Eastern Acoustic Works (EAW) has announced the retirement of Kenton Forsythe, EVP of strategic engineering. Forsythe, one of the original founders of EAW, has spent his career advancing loudspeaker technology and design. In 2011 he received a Parnelli Award for audio innovation as a testament to his contributions to the professional audio industry.

“I have had the profound honor of working closely with Kenton for over 21 years,” said Jeff Rocha, president of EAW. “It is remarkable that Kenton had already revolutionized the industry and established himself as an icon before my EAW career began all those years ago. The fundamental principles that drove Kenton to create EAW remain the core values that drive our company to this very day.”

Forsythe first entered the pro audio industry in 1975 with the introduction of the Forsythe Audio SR215 dual 15-inch bass horn. From there he developed two-way compact loudspeaker systems and a vented subwoofer that featured an interchangeable tube venting system that allowed the enclosure to be reconfigured for different drivers.

His SR109 loudspeaker and BH212 subwoofer were the first products introduced under the EAW name in 1978. He followed this up in the 1990s with the development of multiple loudspeaker solutions for the stadium market ­ many of which are still in play today.

“My career with EAW has been extremely rewarding. I’ve made so many friends along the way," said Forsythe. "I’ve also been provided with opportunities to develop new and better techniques for professional loudspeakers which, given my excitement for sound, was very rewarding. I am proudly passing the torch to Jeff Rocha. I am very confident that EAW is in good hands and that the projects in the works will be well received by the industry. For now, the time has come to slow down my involvement and take the time to enjoy life and family.”

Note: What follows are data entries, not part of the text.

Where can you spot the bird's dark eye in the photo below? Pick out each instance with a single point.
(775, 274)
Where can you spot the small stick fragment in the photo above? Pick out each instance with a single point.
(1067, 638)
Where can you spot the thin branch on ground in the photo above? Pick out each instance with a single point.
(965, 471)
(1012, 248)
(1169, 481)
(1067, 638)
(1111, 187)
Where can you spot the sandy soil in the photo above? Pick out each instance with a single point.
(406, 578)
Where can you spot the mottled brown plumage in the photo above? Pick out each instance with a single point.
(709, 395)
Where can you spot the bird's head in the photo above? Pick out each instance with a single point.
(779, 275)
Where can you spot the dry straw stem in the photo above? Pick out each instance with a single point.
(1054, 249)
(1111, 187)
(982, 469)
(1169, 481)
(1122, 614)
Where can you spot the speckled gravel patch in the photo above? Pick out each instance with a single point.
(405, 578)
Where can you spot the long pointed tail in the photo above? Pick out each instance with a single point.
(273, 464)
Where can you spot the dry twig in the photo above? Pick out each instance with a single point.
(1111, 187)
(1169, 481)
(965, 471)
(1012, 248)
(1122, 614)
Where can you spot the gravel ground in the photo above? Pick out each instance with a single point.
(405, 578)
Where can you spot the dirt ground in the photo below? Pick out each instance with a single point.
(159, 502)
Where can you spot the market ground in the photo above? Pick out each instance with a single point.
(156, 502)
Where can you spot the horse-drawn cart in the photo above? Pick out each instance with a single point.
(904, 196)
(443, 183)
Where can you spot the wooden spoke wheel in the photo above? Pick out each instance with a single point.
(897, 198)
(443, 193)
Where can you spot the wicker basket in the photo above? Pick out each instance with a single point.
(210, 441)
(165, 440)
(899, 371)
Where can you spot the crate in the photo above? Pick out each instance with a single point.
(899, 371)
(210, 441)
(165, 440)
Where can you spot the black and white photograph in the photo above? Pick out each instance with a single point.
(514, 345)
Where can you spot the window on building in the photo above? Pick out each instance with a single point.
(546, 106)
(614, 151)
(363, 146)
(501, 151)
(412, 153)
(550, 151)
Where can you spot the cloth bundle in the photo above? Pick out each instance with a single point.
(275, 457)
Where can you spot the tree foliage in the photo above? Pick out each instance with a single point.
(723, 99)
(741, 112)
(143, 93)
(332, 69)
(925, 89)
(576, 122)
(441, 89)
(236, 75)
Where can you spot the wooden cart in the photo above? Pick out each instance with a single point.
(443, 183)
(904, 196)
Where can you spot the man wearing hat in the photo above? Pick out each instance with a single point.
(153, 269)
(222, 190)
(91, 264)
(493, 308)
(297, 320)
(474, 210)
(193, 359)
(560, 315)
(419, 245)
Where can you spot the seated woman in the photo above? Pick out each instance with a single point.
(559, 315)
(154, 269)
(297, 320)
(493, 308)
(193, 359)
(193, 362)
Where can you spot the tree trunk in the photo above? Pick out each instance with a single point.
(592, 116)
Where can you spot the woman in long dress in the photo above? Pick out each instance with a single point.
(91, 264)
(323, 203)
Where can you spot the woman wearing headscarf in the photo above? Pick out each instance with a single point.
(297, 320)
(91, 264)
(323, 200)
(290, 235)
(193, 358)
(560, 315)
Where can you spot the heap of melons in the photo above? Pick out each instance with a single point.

David W. Robb, Acoustic Distinctions, reflected on his history with Forsythe, which dates back to the Forsythe Audio days: “When the company became Eastern Acoustic Works, I would continue to return to Kenton; not only because he kept coming up with great products, but because he was willing, even anxious, to listen to me,” said Robb. “I’d come back to him with one of his own products and say something like, ‘you know, this is great, but it would be even better if it could also do this, or if it was just 2 inches shorter’. At that time, other companies were more interested in selling their existing products and just considered me to be a pain in the butt, but Kenton was different. He was, and is, an excellent collaborator. He enjoys fleshing out ideas that come from others, and never lets ego get in the way. He’s got a natural talent for the scientific aspects of audio, along with a never-ending desire to create better sounding equipment.”

Idibri managing director Craig Janssen recalls similar experiences: “I’ve known Kenton since the early 90’s when I worked with him on Anaheim Stadium to develop a loudspeaker solution that ­ in retrospect ­ only a young engineer would risk designing and only a wildly creative manufacturing engineer would build. Apart from Kenton's obvious technical skills, the thing I value most about him is his absolute integrity. It’s a rare gift to command the level of respect in the industry that Kenton has ­ and to do it with such little fanfare.”

“One element of Kenton’s brilliance is his ability to focus on the application for a product,” said Jack Wrightson, partner at Wrightson, Johnson, Haddon & Williams. “Everyone wants to design a great loudspeaker. Kenton wants to design a great solution. That’s made all the difference in our projects where EAW was able to provide terrific solutions to a problem, not just a great sounding loudspeaker.”